Semantic search with Azure Cognitive Search

Brian Weeteling 9/14/2021 10:07:18 AM

While the search technology behind a lot of large e-commerce websites has reached a high level of sophistication, there are always ways to improve; search is still not a solved problem. In a previous article, we've looked at an intriguing technology that can boost search performance a lot, called semantic search.

"Online retailers can double conversion rates by investing in site search and discovery (source)"

Search for e-commerce goes beyond the search box itself; there are many other aspects that impact search performance. Users expect to be able to filter through the catalog quickly. For example, you can use facets to let your users filter results by product attributes such as price, color, size or reviews. Use a product recommendation engine to suggest products to your users, based on their user profile, their location or previous search queries.

If we look at the quality of the query itself, there are a lot of ways to improve that too. These include things like spelling correction, suggestions, synonyms, autocomplete, stemming and phrase search.

And it is important to note that search can be used in different ways to interact with your online store. People use it to just browse your online store and filter through the large amount of products, but they also resort to the search bar when they have a specific product in mind. While this might seem easy, it can still be challenging depending on the query, let's take a look at this example on Google:

what year did brian set foor on pluto

Credits and more fun examples here

For made up queries like the one above, it's hard to come up with a search result that makes actual sense as there is no real answer. In the same way this might happen, when users are searching for something that does not exist on your website, leading to the dreaded zero results page.
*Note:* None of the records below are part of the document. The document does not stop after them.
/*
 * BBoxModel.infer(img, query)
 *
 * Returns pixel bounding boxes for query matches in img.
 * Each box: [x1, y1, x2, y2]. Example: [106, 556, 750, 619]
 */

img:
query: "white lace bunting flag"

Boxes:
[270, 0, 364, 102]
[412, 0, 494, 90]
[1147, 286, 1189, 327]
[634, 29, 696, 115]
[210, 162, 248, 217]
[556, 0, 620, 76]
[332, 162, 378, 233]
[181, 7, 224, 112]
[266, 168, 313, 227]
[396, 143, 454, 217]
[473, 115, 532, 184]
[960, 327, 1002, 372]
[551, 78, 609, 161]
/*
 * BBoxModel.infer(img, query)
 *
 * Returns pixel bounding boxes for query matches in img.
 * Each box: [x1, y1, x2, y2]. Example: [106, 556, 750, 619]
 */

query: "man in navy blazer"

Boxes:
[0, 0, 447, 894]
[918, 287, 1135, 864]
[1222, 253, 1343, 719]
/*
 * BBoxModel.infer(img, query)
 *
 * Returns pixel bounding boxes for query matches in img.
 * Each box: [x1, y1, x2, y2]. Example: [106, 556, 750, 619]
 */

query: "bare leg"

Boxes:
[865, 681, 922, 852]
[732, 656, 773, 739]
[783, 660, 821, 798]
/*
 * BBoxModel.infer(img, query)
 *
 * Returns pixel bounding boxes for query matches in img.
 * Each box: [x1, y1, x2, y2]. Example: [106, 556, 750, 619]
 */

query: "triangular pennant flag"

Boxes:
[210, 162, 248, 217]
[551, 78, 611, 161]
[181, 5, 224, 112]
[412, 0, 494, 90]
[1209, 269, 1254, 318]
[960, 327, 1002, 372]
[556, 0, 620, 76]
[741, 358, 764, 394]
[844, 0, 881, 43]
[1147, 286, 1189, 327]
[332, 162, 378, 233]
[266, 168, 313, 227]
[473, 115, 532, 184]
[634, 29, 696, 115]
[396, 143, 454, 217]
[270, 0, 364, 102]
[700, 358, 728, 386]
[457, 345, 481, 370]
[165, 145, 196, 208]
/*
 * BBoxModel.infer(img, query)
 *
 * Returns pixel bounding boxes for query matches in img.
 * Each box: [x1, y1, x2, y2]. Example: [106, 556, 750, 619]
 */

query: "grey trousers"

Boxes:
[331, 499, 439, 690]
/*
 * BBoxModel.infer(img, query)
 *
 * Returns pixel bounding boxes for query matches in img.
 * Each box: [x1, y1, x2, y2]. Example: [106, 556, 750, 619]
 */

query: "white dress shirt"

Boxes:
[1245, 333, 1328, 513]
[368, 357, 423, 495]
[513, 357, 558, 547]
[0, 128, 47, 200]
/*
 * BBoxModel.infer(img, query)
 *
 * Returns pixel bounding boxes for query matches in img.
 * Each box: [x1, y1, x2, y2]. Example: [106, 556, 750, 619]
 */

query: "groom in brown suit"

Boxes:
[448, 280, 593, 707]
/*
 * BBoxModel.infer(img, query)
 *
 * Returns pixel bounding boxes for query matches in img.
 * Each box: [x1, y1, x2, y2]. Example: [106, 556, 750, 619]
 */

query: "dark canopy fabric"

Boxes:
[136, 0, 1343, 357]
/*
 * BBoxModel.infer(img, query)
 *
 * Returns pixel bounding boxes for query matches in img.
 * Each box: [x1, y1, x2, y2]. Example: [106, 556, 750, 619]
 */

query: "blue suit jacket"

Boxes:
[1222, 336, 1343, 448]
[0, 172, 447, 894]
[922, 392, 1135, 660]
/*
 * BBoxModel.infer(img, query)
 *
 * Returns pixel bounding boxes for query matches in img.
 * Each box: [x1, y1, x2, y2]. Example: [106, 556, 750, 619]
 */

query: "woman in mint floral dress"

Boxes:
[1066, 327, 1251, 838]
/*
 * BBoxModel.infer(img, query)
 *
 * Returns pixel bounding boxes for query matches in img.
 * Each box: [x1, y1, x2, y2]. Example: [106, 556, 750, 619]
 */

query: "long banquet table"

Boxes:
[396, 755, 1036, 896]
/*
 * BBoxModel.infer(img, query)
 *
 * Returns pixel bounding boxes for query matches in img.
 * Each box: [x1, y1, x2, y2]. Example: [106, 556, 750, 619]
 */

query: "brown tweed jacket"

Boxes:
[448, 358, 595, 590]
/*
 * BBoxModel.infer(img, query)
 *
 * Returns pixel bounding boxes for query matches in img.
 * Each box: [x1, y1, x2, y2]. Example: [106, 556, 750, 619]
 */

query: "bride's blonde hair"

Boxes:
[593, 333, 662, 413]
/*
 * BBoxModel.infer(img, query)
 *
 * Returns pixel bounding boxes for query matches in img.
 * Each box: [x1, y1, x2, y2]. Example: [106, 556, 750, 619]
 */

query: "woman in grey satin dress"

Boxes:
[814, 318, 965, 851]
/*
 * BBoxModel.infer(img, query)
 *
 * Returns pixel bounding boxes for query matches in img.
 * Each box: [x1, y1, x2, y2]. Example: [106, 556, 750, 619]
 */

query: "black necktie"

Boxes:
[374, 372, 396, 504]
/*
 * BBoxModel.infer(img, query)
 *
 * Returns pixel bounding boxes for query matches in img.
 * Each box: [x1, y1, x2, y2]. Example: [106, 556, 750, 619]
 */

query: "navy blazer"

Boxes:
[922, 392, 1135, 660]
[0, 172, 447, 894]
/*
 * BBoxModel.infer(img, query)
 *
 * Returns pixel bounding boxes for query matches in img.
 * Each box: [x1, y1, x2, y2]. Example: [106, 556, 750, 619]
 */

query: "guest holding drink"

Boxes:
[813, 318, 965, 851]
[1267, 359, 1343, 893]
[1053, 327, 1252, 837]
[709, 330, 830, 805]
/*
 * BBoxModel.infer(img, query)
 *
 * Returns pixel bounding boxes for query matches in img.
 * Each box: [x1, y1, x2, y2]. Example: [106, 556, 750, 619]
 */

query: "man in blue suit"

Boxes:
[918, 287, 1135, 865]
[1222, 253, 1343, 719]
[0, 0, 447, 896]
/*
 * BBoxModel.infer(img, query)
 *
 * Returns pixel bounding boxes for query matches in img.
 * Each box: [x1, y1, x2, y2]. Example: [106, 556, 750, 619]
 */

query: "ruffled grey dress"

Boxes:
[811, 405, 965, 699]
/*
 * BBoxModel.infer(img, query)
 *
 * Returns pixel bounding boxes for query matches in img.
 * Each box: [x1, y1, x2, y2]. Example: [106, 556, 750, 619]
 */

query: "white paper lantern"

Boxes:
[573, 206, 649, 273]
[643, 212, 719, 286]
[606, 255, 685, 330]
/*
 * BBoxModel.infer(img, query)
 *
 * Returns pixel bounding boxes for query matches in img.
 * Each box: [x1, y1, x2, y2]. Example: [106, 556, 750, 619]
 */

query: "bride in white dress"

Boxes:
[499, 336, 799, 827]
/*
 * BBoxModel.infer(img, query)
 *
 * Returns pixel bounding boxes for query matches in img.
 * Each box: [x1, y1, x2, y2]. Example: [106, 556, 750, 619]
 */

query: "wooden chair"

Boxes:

While the result above might be slightly confusing, it's the best Google can come up with at the moment, and we could argue that it makes sense that I'm looking for information about the moon landing instead of me landing on Pluto. Using semantic search you will never end up with zero results, which sounds great but it could be that you're not entirely confident about the quality of the results. In that case you could mention it to the user an maybe try to suggest an alternative query instead, similar to what Google is doing: 'Did you mean ...'.

More than just search

Search for e-commerce is a highly researched topic, it's not just a simple input field on a webpage. A lot of thought goes into the order of items (think about marketing and promotions), the way the items are displayed and the filters or facets that will be shown to the user, these facets could even be personalized for the user or query!

Page with filters

While filtering and faceting has been around for a long time on classic search, it's actually a bit harder to implement using semantic search, especially using scalable vector search technologies like approximate nearest neighbour search (ANN, using things like Faiss or Annoy). These technologies create an index for the complete search corpus (for example your product catalog) and store it in a highly optimized way. Storing the index like that has the downside that it is not possible to exclude parts of the indexed items while doing a search.

"As shown in a previous blogpost, searching with vectors opens up a world of possibilities: searching by or for images and searching across languages; it's all possible"

Another downside is that semantic search tends to work better with longer queries which are written using natural text. It's not a given that semantic search will instantly work well for all types of queries, it really depends on the model and how it was trained. It might be necessary to train a custom model, add query understanding or to add (automatic) filtering in order to get good results.

In the next section we'll take a look what Microsoft has done to tackle these problems in order to add support for semantic search.

Hybrid solutions: re-ranking

In order to offer a fully fledged search engine which still provides sufficient control over the results, Microsoft decided to go for a hybrid solution: using both an existing 'classic' search algorithm and wrapping it with some semantic magic. Basically adding a layer on top of the existing system in order to improve the search result rankings. This means that you'll still receive the same search results, but they will probably be shown to you in a different order.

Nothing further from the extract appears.